Your Credit Score: What it means
Before they decide on the terms of your loan (which they base on their risk), lenders must discover two things about you: whether you can pay back the loan, and how committed you are to pay back the loan. To figure out your ability to repay, lenders look at your debt-to-income ratio. To assess your willingness to pay back the mortgage loan, they consult your credit score.
The most widely used credit scores are FICO scores, which were developed by Fair Isaac & Company, Inc. The FICO score ranges from 350 (very high risk) to 850 (low risk). For details on FICO, read more here.
Your credit score is a result of your history of repayment. They do not take into account income, savings, amount of down payment, or demographic factors like sex race, national origin or marital status.
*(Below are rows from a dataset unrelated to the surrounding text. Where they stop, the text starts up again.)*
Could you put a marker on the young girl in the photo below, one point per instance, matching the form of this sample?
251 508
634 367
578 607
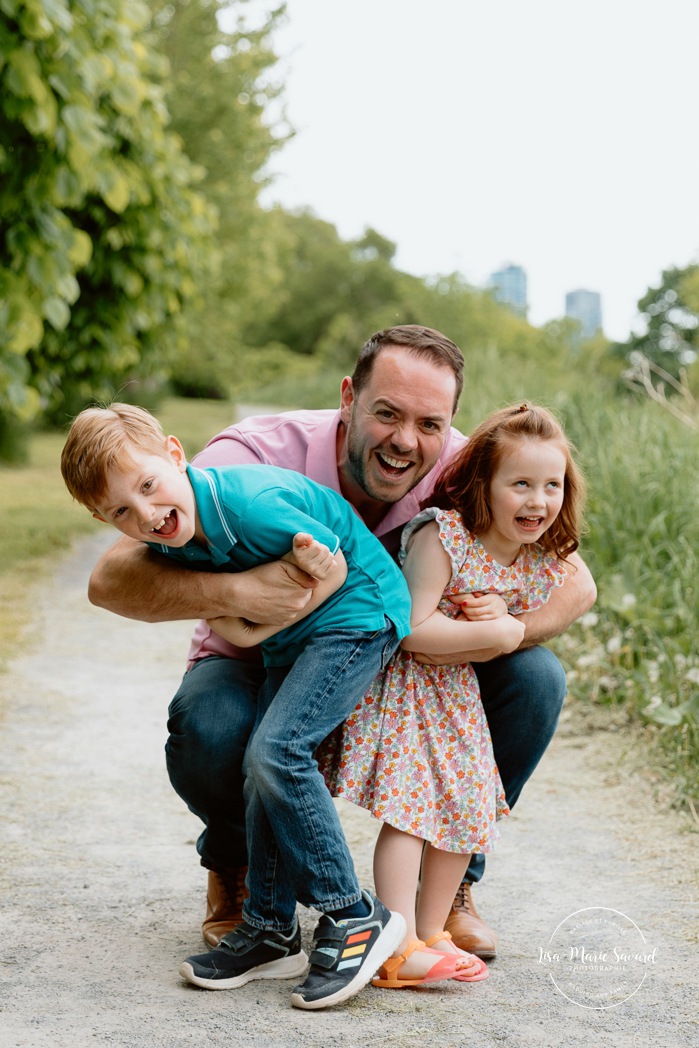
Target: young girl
416 751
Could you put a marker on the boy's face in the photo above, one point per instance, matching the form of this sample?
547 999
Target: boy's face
151 499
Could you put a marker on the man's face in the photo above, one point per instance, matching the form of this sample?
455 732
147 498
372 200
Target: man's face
395 428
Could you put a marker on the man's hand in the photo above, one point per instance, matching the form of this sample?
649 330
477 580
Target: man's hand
311 557
458 658
132 581
275 593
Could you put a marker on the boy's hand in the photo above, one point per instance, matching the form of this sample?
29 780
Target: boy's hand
311 555
479 607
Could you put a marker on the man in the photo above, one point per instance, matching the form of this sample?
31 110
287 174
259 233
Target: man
381 451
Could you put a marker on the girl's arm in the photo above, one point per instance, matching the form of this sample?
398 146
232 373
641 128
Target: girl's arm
245 634
428 570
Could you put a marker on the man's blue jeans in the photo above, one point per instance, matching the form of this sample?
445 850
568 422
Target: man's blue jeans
214 711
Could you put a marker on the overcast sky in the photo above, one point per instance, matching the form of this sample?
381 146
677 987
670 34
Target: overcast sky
554 134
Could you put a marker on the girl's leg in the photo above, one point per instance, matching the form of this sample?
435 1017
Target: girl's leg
442 872
397 858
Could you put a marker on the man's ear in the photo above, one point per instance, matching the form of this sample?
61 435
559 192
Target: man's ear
346 398
176 451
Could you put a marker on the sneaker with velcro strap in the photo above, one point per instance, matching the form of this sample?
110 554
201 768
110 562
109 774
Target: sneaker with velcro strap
245 954
347 953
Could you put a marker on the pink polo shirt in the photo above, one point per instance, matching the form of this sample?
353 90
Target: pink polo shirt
305 441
These scores were invented specifically for this reason. Credit scoring was developed as a way to take into account solely that which was relevant to a borrower's likelihood to pay back the lender.
Deliquencies, payment behavior, debt level, length of credit history, types of credit and number of inquiries are all considered in credit scores. Your score is calculated wtih positive and negative items in your credit report. Late payments count against your score, but a consistent record of paying on time will improve it.
Your credit report must contain at least one account which has been open for six months or more, and at least one account that has been updated in the past six months for you to get a credit score. This payment history ensures that there is enough information in your credit to build a score. If you don't meet the minimum criteria for getting a credit score, you might need to work on your credit history prior to applying for a mortgage loan.